The following article appeared on Sunday, 2 Av (August 3) in Hebrew on the Arutz 7 website.
In this series on the expulsion from Gush Katif, we asked the chairman of the Manhigut Yehudit faction of the Likud, Moshe Feiglin, for his perspective on the failure of the struggle against the expulsion.
"On the tactical level," said Feiglin, "we staged some tremendous demonstrations. But there was no real struggle because we did not allow ourselves to win. The spiritual and political leadership of the struggle set its goals on convincing and not on winning."
According to Feiglin, there were four main points at which the anti-expulsion struggle could have triumphed: blocking of the roads - if it would have continued and been supported by the spiritual and political leadership of the struggle; conscientious objection; breaking out of Kfar Maimon and the struggle inside Gush Katif - if there had been a struggle and if the people there had not been convinced by the leadership to go to the synagogue to say Psalms instead of fighting for their land.

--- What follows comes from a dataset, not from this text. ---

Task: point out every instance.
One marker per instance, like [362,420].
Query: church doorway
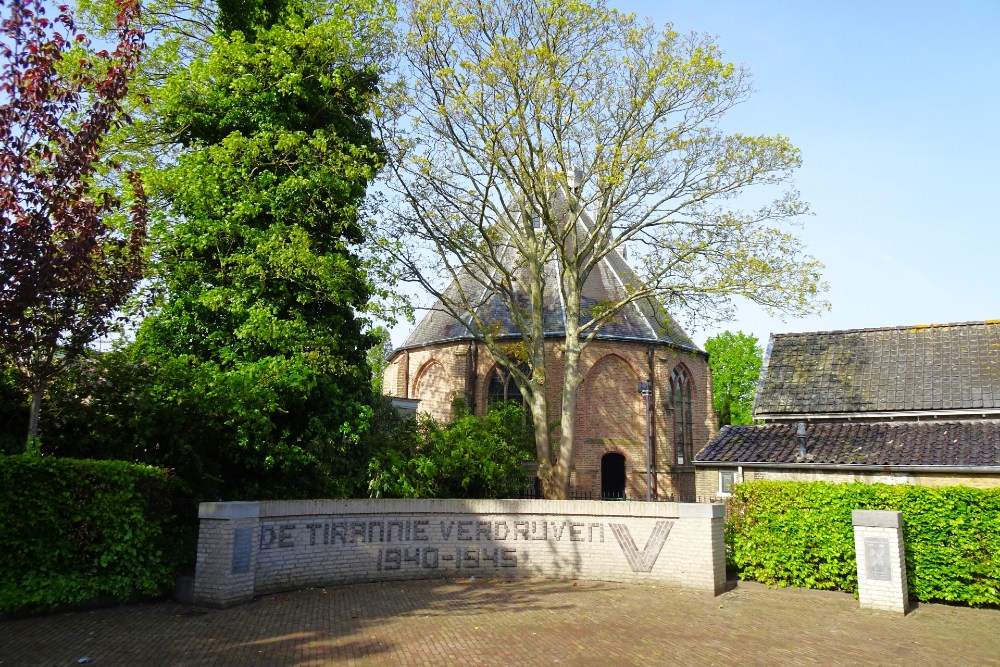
[613,476]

"The leadership did not want to triumph," Feiglin stated. "It wanted demonstrations. The youth and adults who came to save Gush Katif were dedicated and willing to sacrifice a lot. But the settler leadership was bound to an ideology that placed the state on a pedestal above all other values. Many rabbis did not even support conscientious objection."

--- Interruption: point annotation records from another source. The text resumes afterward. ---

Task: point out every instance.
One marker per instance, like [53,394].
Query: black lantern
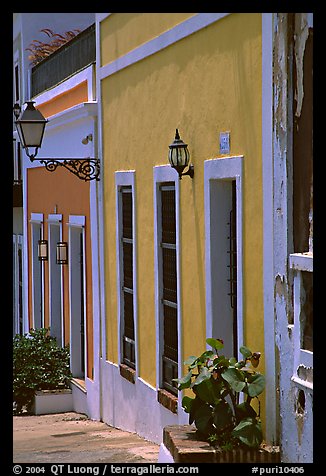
[62,252]
[30,126]
[179,156]
[42,250]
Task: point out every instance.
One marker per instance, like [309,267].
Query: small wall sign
[224,142]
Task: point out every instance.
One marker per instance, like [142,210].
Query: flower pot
[181,444]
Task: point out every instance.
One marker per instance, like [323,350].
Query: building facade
[157,264]
[168,242]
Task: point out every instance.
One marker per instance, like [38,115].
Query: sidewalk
[72,438]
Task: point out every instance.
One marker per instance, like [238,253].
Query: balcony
[65,61]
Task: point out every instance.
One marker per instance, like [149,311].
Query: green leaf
[194,406]
[204,356]
[256,384]
[183,382]
[245,352]
[235,378]
[191,361]
[187,403]
[208,391]
[215,343]
[223,415]
[204,419]
[203,375]
[249,432]
[244,410]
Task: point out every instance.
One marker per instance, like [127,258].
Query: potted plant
[220,415]
[39,365]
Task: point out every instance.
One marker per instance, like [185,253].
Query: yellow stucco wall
[122,32]
[204,84]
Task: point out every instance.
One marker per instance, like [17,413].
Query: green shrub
[217,383]
[38,364]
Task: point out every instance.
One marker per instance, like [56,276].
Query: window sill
[128,373]
[168,400]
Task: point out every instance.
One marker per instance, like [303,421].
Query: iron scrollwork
[86,169]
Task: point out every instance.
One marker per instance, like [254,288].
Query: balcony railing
[65,61]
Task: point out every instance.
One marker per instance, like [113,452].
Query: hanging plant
[40,50]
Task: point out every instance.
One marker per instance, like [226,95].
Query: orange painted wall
[63,101]
[70,196]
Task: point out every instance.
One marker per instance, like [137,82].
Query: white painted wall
[134,407]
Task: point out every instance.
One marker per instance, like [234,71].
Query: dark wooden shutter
[127,279]
[233,266]
[169,278]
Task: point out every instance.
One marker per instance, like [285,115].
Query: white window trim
[17,243]
[271,397]
[77,221]
[219,169]
[165,39]
[126,178]
[165,173]
[37,219]
[299,262]
[56,219]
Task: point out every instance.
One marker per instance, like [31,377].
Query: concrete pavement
[73,438]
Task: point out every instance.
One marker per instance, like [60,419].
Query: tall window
[169,286]
[127,276]
[37,282]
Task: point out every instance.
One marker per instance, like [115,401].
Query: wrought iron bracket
[84,168]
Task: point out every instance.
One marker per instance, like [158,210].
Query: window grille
[128,337]
[17,163]
[233,266]
[169,280]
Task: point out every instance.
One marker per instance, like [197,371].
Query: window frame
[163,174]
[37,220]
[126,179]
[55,220]
[221,169]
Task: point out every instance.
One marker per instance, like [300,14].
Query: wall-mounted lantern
[42,250]
[179,156]
[62,252]
[30,126]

"Whoever thinks that the state is the supreme value edges uncomfortably close to fascism," Feiglin added. Religious Zionism must conduct an honest and searing soul search. Although there is much to be admired in its philosophy, it nevertheless collapsed at the moment of truth. Some of the Religious Zionist leaders turned its value system upside down, or at least sideways. The state cannot be above all."
"On a more fundamental level," Feiglin said, "this tragedy came about because the state is sick and in a type of auto-immune reaction, it attacked the public most loyal to it. This disease cannot be cured simply by repeating that we are right. Everybody knows that we are right. But nevertheless, the Right's political power has shrunk. The average Israeli is waiting for us to propose a viable alternative. That alternative must be faith-based, Jewish leadership for Israel and not just a quest for a few more Knesset seats.